Pela primeira vez, já quase maior de idade, tinha uma turma para ver os jogos da seleção bebendo e soltando rojões. Esse de 5 de julho foi numa pequena chácara que meu pai tinha em Valinhos, e sobre a TV Sharp da sala colocamos um rádio com o Silvio Luiz, porque odiávamos o Márcio Guedes e o Luciano do Valle era meio mala, aquele negócio de monopólio, e salvo engano foi a primeira Copa que a Globo teve com exclusividade, não era nada simpático.

O gol de Falcão, o empate que iria redimir o mundo de uma injustiça colossal, foi um dos momentos mais belos e breves da minha vida, as veias saltando de seus braços, o planeta aliviado, até que Paolo Rossi nos atirou no abismo, por que o Júnior estava dentro do gol?, e tudo acabou, a alegria acabou, o futebol acabou, o mundo acabou.

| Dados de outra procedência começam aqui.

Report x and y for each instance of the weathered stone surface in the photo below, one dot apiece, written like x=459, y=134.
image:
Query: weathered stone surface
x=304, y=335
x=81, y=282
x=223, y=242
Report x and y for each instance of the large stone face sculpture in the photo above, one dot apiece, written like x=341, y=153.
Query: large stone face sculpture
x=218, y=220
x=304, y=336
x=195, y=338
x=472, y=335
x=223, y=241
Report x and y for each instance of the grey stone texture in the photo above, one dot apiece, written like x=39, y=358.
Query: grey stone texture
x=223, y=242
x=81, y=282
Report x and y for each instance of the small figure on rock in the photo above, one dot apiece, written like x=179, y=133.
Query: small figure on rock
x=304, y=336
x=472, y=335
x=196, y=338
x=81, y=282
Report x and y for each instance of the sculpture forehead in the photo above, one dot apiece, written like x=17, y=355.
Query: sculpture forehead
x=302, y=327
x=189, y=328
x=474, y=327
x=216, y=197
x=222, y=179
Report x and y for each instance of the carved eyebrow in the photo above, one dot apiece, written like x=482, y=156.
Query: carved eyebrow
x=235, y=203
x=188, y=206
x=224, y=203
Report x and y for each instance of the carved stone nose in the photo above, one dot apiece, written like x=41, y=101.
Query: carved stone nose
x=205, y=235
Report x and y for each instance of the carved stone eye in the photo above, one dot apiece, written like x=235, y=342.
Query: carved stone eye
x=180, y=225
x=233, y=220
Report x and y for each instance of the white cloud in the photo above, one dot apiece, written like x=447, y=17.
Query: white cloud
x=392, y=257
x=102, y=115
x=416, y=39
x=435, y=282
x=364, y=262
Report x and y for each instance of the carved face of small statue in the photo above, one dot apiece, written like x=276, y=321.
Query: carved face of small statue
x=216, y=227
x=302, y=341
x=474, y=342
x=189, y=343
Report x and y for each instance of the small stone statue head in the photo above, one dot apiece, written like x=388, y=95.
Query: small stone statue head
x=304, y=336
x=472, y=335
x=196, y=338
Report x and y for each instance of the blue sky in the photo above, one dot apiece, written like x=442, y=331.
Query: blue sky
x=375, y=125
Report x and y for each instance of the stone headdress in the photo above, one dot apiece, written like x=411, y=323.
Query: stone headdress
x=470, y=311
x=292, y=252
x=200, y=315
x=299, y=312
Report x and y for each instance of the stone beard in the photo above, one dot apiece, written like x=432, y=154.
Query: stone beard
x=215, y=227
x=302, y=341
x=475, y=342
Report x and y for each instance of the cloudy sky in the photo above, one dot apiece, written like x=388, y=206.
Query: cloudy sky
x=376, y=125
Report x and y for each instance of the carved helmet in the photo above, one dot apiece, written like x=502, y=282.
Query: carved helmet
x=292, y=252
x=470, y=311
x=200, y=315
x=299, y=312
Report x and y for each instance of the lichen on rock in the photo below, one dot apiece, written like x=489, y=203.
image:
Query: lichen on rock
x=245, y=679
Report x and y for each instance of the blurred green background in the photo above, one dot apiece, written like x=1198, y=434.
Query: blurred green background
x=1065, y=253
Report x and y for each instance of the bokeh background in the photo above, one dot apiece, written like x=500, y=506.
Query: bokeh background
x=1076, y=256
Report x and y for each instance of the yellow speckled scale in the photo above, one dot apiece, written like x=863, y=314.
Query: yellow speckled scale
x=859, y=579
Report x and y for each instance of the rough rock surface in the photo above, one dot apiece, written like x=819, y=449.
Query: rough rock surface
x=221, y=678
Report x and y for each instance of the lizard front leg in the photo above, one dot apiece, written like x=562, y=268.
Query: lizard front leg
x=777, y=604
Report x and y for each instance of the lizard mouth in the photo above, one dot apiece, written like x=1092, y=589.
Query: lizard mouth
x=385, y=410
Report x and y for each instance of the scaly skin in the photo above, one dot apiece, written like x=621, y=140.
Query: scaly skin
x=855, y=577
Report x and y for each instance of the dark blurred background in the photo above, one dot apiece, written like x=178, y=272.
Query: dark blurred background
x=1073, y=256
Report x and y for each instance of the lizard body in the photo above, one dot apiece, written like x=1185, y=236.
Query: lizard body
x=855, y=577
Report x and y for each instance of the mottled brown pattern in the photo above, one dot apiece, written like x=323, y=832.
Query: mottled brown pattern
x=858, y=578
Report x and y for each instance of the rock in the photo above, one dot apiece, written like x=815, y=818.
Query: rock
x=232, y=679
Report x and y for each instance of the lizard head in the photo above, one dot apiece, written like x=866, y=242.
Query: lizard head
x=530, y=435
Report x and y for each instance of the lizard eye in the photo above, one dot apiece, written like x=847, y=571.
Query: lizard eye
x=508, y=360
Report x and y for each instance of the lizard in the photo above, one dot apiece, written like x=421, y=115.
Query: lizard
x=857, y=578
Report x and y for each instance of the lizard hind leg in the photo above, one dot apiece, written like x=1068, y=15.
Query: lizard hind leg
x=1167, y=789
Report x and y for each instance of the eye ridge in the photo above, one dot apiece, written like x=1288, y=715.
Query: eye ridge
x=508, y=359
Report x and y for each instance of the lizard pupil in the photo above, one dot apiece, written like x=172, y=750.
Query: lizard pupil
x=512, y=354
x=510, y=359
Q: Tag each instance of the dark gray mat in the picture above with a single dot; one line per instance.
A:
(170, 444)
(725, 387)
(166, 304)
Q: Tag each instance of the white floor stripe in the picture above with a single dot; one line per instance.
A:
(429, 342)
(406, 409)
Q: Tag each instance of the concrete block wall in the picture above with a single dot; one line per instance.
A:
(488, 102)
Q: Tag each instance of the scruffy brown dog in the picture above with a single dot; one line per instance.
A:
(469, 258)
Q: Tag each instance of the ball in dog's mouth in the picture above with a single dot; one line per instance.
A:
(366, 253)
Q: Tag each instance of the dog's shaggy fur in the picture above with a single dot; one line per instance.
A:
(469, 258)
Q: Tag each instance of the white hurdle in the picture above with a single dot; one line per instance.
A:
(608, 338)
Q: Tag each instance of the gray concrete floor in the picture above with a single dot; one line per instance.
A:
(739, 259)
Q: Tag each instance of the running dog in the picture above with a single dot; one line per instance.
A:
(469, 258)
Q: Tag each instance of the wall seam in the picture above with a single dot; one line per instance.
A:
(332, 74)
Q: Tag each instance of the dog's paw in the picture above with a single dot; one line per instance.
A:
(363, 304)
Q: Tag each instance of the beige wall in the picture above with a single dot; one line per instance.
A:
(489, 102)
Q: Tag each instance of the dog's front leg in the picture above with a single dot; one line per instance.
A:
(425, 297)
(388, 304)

Atônitos, juntamos nossas lágrimas a pequenos copinhos de cachaça barata e cerveja já não muito gelada, e havia um campinho na chácara e resolvemos que, bêbados, iríamos purgar todos os pecados da humanidade jogando bola e mostrando como é que se fazia, como se aquele jogo do Sarriá ainda não tivesse terminado e coubesse a nós empatar de novo e, se possível, virar. Alguns já tinham carros, já tinham feito 18 anos, os carros de nossos pais também estavam ali na chácara, anoitecia em torno do campinho, e colocamos os carros todos em volta do gramado com os faróis acesos para, quem sabe, daquela forma, iluminar nossos caminhos, que ficaram tão escuros naquele 5 de julho de 1982.